Determination of carbadox and olaquindox metabolites in swine muscle by liquid chromatography/mass spectrometry

• First application of the LLE combinated with LC–MS/MS.
• Sample preparation by extraction and clean-up in a single step.
• SelexION™ significantly improves signal to noise ratio.
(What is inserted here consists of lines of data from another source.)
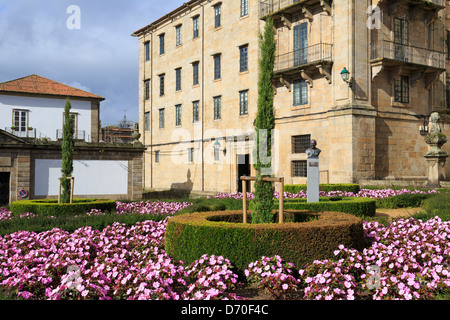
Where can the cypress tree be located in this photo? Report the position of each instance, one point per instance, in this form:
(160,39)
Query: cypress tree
(264,123)
(67,153)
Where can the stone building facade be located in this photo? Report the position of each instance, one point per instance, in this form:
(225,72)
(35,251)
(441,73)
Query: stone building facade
(198,71)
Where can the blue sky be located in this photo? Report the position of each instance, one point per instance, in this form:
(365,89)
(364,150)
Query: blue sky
(101,56)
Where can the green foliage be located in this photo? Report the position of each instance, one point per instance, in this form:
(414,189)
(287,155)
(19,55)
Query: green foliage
(362,207)
(402,201)
(189,236)
(53,208)
(68,146)
(437,205)
(347,187)
(264,123)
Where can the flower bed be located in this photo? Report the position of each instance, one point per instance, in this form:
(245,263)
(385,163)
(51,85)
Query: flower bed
(408,259)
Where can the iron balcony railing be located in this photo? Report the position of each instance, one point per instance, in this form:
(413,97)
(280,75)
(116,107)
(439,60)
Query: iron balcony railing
(437,3)
(271,6)
(303,56)
(25,133)
(404,53)
(77,135)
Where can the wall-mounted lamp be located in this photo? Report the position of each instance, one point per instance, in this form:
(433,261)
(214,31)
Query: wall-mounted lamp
(423,129)
(345,74)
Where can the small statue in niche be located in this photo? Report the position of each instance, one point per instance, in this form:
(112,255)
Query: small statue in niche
(312,151)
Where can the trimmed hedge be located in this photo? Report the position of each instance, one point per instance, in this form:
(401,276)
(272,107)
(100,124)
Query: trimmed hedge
(362,207)
(189,236)
(47,207)
(348,187)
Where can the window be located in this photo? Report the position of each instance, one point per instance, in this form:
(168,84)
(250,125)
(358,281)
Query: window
(195,111)
(147,50)
(217,107)
(147,89)
(161,118)
(178,115)
(178,79)
(300,143)
(147,121)
(178,35)
(243,58)
(216,66)
(161,43)
(195,73)
(300,92)
(195,27)
(74,119)
(401,89)
(217,22)
(216,153)
(244,7)
(299,168)
(161,84)
(20,120)
(243,102)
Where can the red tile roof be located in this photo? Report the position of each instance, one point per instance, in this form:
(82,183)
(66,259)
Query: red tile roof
(35,84)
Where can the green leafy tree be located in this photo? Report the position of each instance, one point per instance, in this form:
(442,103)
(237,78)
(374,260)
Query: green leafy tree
(67,152)
(264,124)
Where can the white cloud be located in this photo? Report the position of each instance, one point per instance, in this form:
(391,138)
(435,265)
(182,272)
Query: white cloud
(100,57)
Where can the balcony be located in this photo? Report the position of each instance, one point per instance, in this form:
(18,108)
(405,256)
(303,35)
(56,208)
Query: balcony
(25,133)
(397,59)
(306,61)
(279,8)
(77,135)
(393,53)
(423,9)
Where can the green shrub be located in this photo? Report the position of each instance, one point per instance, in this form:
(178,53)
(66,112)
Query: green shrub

This paper presents LC–MS/MS method that was developed for the simultaneous determination and confirmation metabolites of carbadox (desoxycarbadox, quinoxaline-2-carboxylic) and olaquindox (3-methylquinoxaline-2-carboxylic acid) residues in pig muscle tissues at concentrations ≤3.0 μg kg−1. Pig muscle tissues were deproteinated with meta-phosphoric acid in methanol and then were extracted with ethyl acetate:dichloromethane (50:50, v/v). The whole extracts were evaporated to dryness in rotary evaporator at 45 °C, and dry residues were re-dissolved in 0.5% isopropanol in 1% acetic acid. The LC separation was performed on a C8 column with a gradient system consisting of isopropanol/water/acetic acid and methanol as the mobile phase. Additionally SelexION™ technology to reduce matrix effect was used. The decision limit (CCα) ranged from 1.04 μg kg−1 to 2.11 μg kg−1 and the detection capability (CCβ) ranged from 1.46 μg kg−1 to 2.89 μg kg−1. The total recoveries were from 99.8% to 101.2%. The results of validation fulfil the requirement of the confirmatory criteria according to the European Commission Decision 2002/657/EC.